Not sure to which color she points, Moustafa asks back, “kafe?” She nods, and says, “Evet, like coffee.”

“Kahverengi!” he shouts, satisfied. She dutifully records. He sees she’s misspelled is, corrects her, and closes his eyes, finalizing it.

Then they move on to animals. These seem to be Moustafa’s favorite words to teach, because there is nothing specifically to point to. To work around the language barrier, creativity is needed: he waves his hand at the student, and points, indicating she is to stand. She understands.

Charade-like, she stands in the center of the room, body-neutral. Then she says, “cow.” The teacher looks at her blankly. “Türçe, cow?” Her small teacher waves at her again, and so she spits out, “moo! moo!” and walks around, chewing invisible cud. The teacher explodes into giggles. She prances around the room moo-ing.

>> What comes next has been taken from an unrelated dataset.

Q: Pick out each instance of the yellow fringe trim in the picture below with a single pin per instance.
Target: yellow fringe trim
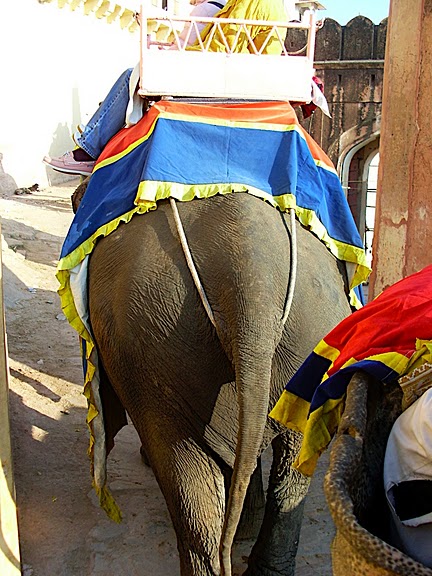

“Inek! Inek!” he says, pointing, and rolling on the floor. “In-eh-hek-ha-ha-ha!” She drops to the floor to record, while the giggles continue to fill the room.

The animal-charade-lessons continue. Then, just as quickly as they started, the teacher straightens his face, looks at her seriously, and opens up his coloring book. He pulls out a blue marker, and begins coloring without looking up at her.

She leaves the köşk quietly, thanking the 6-year-old boy with her lowered eyes.